Twenty years later, living in Taiwan, he remains a leading advocate for democracy in China.
His regular blog on Chinese politics attracts several hundred daily readers - 60% of whom are people in China who manage to get around government internet blocks.
He was among a handful of student representatives to attend an unprecedented meeting with then-Premier Li Peng - unprecedented not only because a Chinese leader had bowed to public pressure, but also because Wu'er Kaixi was shown on national television rebuking Mr Li for not having addressed students' demands.
This, says Wu'er Kaixi, helped Chinese people see themselves as equal to their leaders.
If I had known the result would be so bloody, would I have still done the same? The answer is perhaps no
But Wu'er Kaixi has mixed emotions looking back on the events that followed - when hundreds, perhaps thousands of people were killed by Chinese soldiers sent in by the government.

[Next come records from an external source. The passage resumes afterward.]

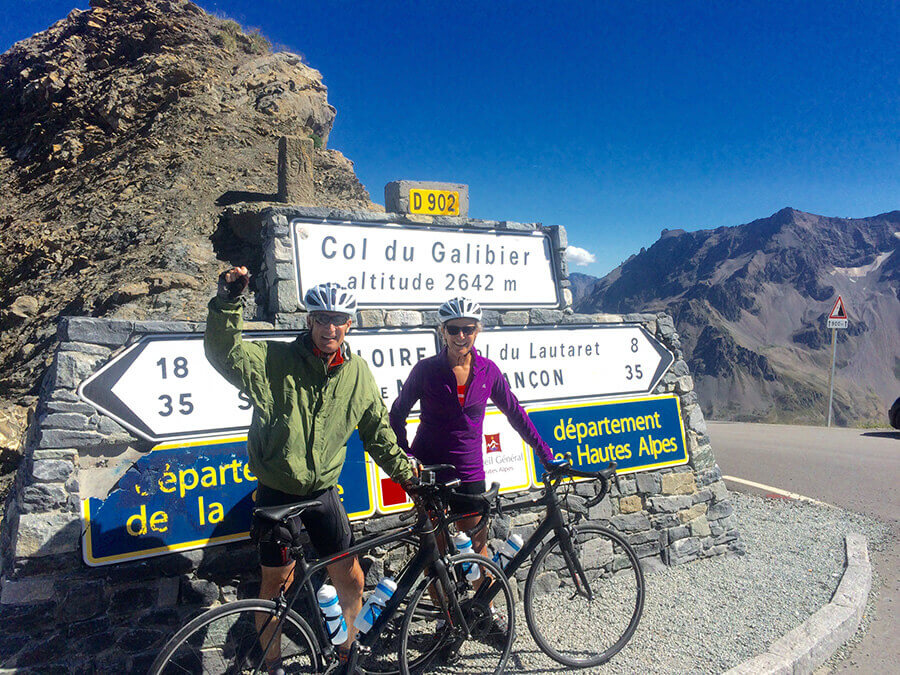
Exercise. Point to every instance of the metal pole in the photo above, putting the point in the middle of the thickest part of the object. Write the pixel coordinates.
(831, 379)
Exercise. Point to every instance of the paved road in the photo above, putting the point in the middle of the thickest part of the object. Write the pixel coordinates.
(855, 469)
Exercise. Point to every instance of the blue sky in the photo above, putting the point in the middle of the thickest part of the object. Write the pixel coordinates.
(615, 119)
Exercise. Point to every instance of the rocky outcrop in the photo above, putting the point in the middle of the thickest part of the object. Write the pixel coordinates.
(125, 131)
(750, 303)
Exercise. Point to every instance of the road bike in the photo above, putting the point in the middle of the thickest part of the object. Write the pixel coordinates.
(447, 622)
(584, 591)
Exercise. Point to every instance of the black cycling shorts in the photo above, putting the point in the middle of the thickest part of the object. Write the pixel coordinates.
(473, 487)
(327, 525)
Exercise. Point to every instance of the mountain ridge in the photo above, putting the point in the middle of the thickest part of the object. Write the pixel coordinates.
(126, 130)
(750, 302)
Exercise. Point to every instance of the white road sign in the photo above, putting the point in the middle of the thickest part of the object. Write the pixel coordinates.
(163, 388)
(419, 267)
(558, 363)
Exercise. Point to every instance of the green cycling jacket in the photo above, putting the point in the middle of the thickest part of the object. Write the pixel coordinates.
(302, 413)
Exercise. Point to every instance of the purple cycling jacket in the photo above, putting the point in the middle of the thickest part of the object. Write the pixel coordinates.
(452, 434)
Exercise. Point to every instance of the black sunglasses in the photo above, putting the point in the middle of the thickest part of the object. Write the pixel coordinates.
(463, 330)
(330, 319)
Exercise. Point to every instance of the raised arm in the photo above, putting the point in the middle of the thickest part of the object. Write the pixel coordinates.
(242, 364)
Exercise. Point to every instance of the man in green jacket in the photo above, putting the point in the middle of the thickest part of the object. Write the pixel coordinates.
(308, 396)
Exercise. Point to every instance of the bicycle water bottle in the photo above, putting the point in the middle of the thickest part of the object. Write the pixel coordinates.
(334, 616)
(508, 550)
(376, 602)
(464, 545)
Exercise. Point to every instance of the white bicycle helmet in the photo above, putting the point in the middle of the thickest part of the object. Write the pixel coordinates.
(459, 308)
(329, 297)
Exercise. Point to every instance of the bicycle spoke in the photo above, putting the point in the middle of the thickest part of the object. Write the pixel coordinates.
(437, 642)
(585, 626)
(226, 640)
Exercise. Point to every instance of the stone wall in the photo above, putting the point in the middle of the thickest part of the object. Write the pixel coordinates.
(62, 616)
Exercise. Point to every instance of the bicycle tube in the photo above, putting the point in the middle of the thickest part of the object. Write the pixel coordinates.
(474, 637)
(566, 624)
(226, 637)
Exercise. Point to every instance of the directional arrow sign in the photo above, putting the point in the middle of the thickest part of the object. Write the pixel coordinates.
(163, 388)
(557, 363)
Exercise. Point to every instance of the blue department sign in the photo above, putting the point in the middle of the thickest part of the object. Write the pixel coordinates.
(638, 434)
(188, 495)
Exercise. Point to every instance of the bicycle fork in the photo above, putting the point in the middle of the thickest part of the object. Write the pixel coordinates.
(567, 548)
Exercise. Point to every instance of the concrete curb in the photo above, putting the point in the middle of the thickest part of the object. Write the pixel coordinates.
(811, 644)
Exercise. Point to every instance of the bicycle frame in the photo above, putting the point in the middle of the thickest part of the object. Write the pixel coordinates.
(552, 522)
(427, 555)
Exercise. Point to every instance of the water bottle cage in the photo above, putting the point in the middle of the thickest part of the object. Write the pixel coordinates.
(374, 613)
(332, 633)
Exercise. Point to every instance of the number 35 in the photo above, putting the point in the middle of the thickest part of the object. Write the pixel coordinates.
(184, 401)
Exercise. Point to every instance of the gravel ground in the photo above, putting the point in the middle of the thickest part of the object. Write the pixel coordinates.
(710, 615)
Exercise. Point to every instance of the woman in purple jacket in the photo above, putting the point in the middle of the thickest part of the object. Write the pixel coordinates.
(454, 388)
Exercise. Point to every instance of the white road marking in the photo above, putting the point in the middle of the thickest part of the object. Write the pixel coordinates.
(777, 491)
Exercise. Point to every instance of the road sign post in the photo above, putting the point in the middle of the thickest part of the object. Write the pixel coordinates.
(836, 320)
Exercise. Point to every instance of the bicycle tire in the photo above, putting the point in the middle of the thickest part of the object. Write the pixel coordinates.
(225, 640)
(426, 647)
(569, 627)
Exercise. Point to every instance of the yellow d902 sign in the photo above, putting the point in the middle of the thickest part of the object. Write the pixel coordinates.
(434, 202)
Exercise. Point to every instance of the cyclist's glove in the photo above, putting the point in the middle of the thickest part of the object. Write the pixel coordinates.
(230, 291)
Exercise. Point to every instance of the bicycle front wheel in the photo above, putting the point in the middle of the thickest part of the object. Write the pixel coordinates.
(432, 640)
(226, 639)
(585, 626)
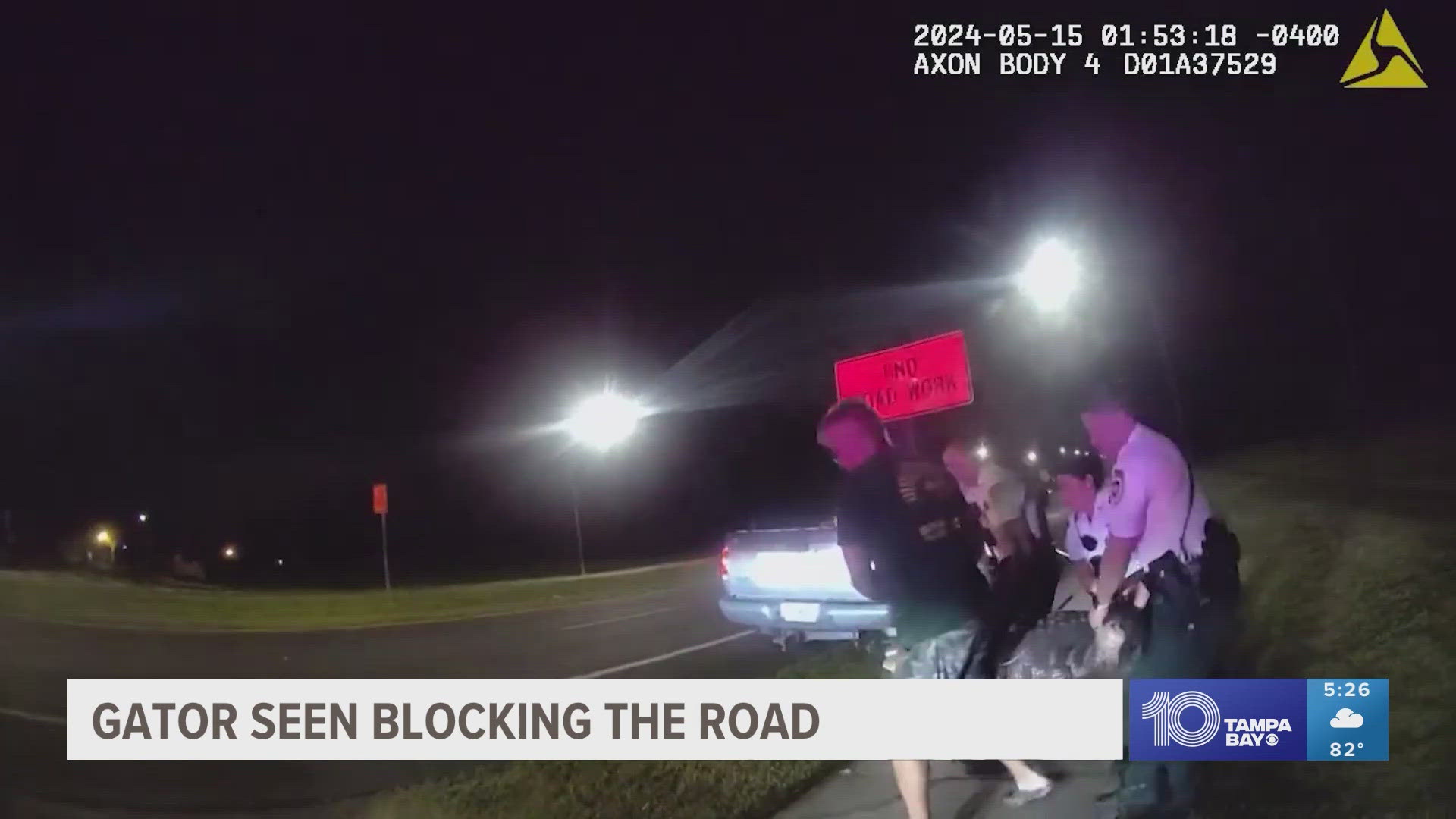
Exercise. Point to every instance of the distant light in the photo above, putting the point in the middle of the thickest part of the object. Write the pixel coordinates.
(1050, 276)
(604, 420)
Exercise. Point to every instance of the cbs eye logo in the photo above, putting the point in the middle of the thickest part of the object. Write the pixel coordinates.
(1166, 714)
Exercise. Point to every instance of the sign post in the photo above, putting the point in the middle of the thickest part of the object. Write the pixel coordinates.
(382, 509)
(909, 381)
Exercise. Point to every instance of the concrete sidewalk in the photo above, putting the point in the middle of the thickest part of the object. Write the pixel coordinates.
(867, 790)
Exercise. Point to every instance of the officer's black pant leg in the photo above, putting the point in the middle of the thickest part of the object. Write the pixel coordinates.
(1163, 789)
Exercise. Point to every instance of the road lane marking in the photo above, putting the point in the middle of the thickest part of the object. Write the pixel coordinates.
(617, 618)
(19, 714)
(667, 656)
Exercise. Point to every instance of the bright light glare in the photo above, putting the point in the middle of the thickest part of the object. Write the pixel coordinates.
(1050, 276)
(603, 422)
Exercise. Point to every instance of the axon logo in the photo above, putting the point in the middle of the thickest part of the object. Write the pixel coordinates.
(1166, 711)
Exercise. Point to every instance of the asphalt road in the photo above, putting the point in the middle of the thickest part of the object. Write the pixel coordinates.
(670, 634)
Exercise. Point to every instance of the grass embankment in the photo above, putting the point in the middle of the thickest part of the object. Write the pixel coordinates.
(1350, 567)
(67, 598)
(619, 790)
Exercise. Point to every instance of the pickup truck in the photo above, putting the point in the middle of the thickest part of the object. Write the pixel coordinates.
(794, 586)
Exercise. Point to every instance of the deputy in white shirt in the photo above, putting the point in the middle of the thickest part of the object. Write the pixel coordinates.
(1156, 519)
(1084, 494)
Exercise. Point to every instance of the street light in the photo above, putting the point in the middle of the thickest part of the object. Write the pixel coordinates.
(1050, 275)
(599, 423)
(604, 420)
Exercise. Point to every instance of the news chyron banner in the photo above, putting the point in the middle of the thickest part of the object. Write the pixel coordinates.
(1258, 719)
(593, 719)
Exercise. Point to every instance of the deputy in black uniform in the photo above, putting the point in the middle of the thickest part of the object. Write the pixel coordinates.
(908, 539)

"It was one of the best organised student movements and I'm very proud to have been part of it - even prouder to have been one of the organisers," he said.

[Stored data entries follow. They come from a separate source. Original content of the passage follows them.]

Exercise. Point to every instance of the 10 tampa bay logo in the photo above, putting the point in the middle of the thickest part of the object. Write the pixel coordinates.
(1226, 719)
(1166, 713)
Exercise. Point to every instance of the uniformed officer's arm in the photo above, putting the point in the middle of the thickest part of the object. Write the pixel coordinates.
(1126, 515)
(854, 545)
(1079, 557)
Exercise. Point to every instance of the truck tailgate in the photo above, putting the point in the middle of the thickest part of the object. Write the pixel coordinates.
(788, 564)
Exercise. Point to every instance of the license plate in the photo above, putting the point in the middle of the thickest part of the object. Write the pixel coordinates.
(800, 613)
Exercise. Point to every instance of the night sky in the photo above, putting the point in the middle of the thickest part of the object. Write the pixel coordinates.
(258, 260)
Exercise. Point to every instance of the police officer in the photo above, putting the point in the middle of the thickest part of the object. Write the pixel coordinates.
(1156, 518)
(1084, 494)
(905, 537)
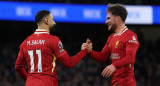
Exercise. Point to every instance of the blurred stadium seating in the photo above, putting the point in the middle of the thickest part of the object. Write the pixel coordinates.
(87, 72)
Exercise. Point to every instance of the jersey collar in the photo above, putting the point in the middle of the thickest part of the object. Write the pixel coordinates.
(41, 31)
(123, 30)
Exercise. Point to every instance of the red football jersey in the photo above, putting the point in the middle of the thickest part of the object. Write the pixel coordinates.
(122, 49)
(41, 51)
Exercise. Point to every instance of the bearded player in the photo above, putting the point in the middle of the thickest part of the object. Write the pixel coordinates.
(121, 46)
(40, 52)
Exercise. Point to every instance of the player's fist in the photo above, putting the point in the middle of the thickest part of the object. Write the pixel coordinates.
(108, 71)
(88, 42)
(84, 46)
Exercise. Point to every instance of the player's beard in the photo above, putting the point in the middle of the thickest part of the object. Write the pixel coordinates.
(113, 27)
(52, 29)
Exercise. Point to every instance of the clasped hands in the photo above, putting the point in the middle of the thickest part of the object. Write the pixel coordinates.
(108, 71)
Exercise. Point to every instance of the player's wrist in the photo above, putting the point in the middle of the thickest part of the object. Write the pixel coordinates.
(85, 50)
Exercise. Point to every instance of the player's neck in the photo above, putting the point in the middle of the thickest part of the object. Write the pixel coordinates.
(119, 28)
(43, 27)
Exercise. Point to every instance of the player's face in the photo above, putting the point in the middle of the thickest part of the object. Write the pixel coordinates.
(111, 21)
(51, 23)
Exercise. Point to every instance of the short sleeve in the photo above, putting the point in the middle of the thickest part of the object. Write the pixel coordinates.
(57, 47)
(132, 43)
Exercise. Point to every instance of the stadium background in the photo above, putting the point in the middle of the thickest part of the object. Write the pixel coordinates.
(87, 72)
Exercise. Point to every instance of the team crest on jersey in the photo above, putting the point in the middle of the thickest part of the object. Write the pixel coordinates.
(60, 46)
(134, 40)
(116, 46)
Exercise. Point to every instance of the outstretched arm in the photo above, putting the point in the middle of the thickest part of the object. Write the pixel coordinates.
(19, 65)
(63, 56)
(70, 62)
(99, 56)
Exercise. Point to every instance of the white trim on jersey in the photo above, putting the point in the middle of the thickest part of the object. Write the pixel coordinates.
(123, 30)
(41, 31)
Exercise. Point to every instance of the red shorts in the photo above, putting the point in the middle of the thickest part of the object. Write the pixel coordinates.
(41, 80)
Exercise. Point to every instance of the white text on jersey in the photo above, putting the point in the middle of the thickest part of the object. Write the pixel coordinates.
(35, 42)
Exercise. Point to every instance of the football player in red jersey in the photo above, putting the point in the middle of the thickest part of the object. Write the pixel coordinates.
(121, 46)
(40, 52)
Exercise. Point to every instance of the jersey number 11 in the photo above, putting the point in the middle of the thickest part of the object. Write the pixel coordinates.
(38, 52)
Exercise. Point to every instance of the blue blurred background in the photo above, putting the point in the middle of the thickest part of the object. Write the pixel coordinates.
(76, 21)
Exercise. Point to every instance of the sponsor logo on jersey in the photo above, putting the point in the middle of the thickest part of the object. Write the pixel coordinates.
(35, 42)
(134, 40)
(60, 46)
(116, 46)
(115, 56)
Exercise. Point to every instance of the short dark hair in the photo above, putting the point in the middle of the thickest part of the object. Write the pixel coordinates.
(118, 10)
(40, 15)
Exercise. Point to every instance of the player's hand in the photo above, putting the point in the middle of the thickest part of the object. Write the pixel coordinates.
(108, 71)
(84, 46)
(88, 42)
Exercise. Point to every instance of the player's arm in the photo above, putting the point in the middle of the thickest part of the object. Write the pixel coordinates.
(101, 56)
(131, 49)
(63, 56)
(19, 65)
(104, 54)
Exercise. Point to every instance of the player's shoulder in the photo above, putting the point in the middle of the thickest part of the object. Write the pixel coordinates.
(130, 33)
(53, 37)
(110, 36)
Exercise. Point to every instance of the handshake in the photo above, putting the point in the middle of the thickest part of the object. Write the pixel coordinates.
(87, 45)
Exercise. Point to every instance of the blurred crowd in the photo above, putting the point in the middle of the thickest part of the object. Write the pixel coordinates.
(126, 2)
(87, 72)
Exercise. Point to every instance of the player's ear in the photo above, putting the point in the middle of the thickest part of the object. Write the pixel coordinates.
(118, 18)
(46, 21)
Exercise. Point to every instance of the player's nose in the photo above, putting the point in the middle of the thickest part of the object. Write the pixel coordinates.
(106, 22)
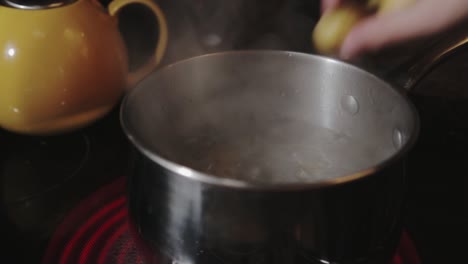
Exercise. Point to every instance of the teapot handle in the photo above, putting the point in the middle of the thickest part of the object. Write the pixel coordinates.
(115, 6)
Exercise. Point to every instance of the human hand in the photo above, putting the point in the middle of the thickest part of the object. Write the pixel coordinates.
(392, 26)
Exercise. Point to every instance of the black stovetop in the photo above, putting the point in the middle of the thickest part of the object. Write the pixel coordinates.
(43, 179)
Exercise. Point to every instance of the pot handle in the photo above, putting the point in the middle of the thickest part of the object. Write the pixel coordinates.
(133, 77)
(410, 72)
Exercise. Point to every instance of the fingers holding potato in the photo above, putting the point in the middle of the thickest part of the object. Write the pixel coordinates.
(335, 24)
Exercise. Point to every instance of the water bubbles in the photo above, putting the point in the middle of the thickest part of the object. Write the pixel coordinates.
(397, 138)
(350, 104)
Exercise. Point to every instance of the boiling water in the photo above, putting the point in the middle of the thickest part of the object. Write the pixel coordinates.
(282, 154)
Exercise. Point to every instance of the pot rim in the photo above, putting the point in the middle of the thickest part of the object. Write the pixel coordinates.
(207, 178)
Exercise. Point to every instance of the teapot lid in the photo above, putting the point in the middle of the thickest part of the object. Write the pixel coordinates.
(35, 4)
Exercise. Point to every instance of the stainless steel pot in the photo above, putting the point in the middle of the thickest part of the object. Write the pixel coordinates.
(267, 157)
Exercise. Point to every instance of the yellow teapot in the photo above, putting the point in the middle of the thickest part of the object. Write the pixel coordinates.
(63, 63)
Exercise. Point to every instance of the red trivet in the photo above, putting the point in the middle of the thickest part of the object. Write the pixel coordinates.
(97, 232)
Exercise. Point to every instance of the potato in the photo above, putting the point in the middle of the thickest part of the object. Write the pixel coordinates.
(333, 27)
(385, 6)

"The demands we made - anti-corruption, press freedom, protection of private property rights and free market economy - Chinese people recognised these and they stood behind us."
Wu'er Kaixi rebuked Li Peng in person for ignoring the students' demands
But he continued: "If I had known the result would be so bloody, would I have still done the same? The answer is perhaps not.
"There was no way for us at that time to anticipate such a tragic human loss.
"If I could be sent back in time, knowing what we know today, could I have done a better job? Most definitely."
Despite the bloodshed,Wu'er Kaixi strongly believes the students' efforts were not in vain.
After the Tiananmen massacre, China was internationally isolated, its people no longer believed in the Communist Party and were more sceptical of the government, Wu'er Kaixi says.
The Party realised it needed a new way to legitimise its rule and was forced to undertake changes - allowing free market reforms and protecting property rights.
I don't see how the Chinese Communist Party can run this country as an authoritarian regime for long
Wu'er Kaixi says he is optimistic that he will one day be able to return to China to see his aging parents, whom he has not seen since his 20s when he went into hiding after being listed as one of China's "Most Wanted".
He is convinced that China has no other way to go but towards democracy.
"Things change fast. Look at the direction of China in the last 20 years, it's moving toward citizen awareness. It's inevitable.
"For thousands of years, Chinese people have considered themselves as subjects, not citizens. That has changed, especially after 1989. And that brings me hope for going back," he says.
"If there are one billion citizens there and they consider themselves citizens, I don't see how the Chinese Communist Party can run this country as an authoritarian regime for long."
Wu'er Kaixi was speaking to the BBC's Cindy Sui in Taiwan.